Z informacji przekazanych przez pogotowie górskie wynika, że w sobotę trzech mężczyzn na sankach wjechało w budynek, znajdujący się przy dolnej stacji toru saneczkowego.
Według relacji służb mężczyźni z dużą prędkością "rzucili się w dół" 300-metrowego zbocza.
Na miejsce wysłano trzy karetki pogotowia i helikopter. Jeden z mężczyzn w wieku 21 lat z poważnymi obrażeniami trafił do szpitala.
Do innego groźnego zdarzenia w tym samym ośrodku doszło jeszcze tego samego dnia. Poszkodowaną jest 28-letnia kobieta.
Zjeżdżając po torze saneczkowym w zimowym ośrodku, 38-latka straciła kontrolę i wypadła z sanek.

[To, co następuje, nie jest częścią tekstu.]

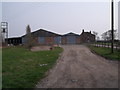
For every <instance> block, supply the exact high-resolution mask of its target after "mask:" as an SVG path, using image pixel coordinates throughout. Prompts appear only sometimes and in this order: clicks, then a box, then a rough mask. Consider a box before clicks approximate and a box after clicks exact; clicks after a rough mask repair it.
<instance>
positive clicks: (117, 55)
mask: <svg viewBox="0 0 120 90" xmlns="http://www.w3.org/2000/svg"><path fill="white" fill-rule="evenodd" d="M89 47H90V49H91V50H92V51H93V52H95V53H97V54H98V55H100V56H103V57H105V58H107V59H111V60H120V50H119V51H118V50H114V53H111V49H110V48H104V47H95V46H89Z"/></svg>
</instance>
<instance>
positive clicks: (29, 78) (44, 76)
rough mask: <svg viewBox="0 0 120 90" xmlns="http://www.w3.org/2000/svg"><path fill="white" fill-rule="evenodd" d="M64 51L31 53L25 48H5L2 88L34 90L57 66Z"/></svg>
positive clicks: (2, 77) (2, 55) (60, 49)
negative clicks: (20, 88)
mask: <svg viewBox="0 0 120 90" xmlns="http://www.w3.org/2000/svg"><path fill="white" fill-rule="evenodd" d="M61 52H62V49H61V48H59V47H56V48H55V49H54V50H46V51H36V52H31V51H29V50H27V49H25V48H23V47H8V48H3V52H2V57H3V58H2V88H33V87H35V85H36V84H37V82H38V81H39V80H40V79H41V78H43V77H45V76H46V75H45V72H47V71H48V70H49V69H50V68H52V67H53V65H55V63H56V60H57V58H58V57H59V54H60V53H61Z"/></svg>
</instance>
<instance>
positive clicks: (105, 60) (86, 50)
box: [36, 45, 118, 88]
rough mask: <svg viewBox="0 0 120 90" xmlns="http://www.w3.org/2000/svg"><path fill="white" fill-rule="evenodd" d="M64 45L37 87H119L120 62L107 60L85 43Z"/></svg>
mask: <svg viewBox="0 0 120 90" xmlns="http://www.w3.org/2000/svg"><path fill="white" fill-rule="evenodd" d="M62 47H63V49H64V52H63V53H62V54H61V56H60V58H59V59H58V61H57V64H56V65H55V67H54V68H53V69H51V70H50V72H49V75H48V76H47V77H46V78H44V79H43V80H42V81H41V82H40V83H38V85H37V86H36V87H37V88H117V87H118V62H115V61H109V60H105V59H104V58H102V57H100V56H98V55H95V54H93V53H91V51H90V50H89V49H88V48H87V47H85V46H83V45H65V46H62Z"/></svg>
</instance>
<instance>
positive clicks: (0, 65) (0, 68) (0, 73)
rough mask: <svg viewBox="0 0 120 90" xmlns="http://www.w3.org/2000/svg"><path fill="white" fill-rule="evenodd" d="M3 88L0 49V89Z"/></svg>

Do wypadku doszło u szczytu toru, w związku z tym ratowników do poszkodowanej przetransportowano helikopterem.
Pierwszej pomocy udzielili kobiecie ratownicy górscy, którzy natknęli się na ranną przez przypadek.
"Po zabezpieczeniu innego zdarzenia, nasi towarzysze przeszli przez dolinę i przypadkowo natknęli się na poszkodowaną. Ratownicy udzielili jej pomocy medycznej aż do przekazania lekarzowi pogotowia" - napisało pogotowie górskie.
Ranna kobieta została przewieziona do szpitala.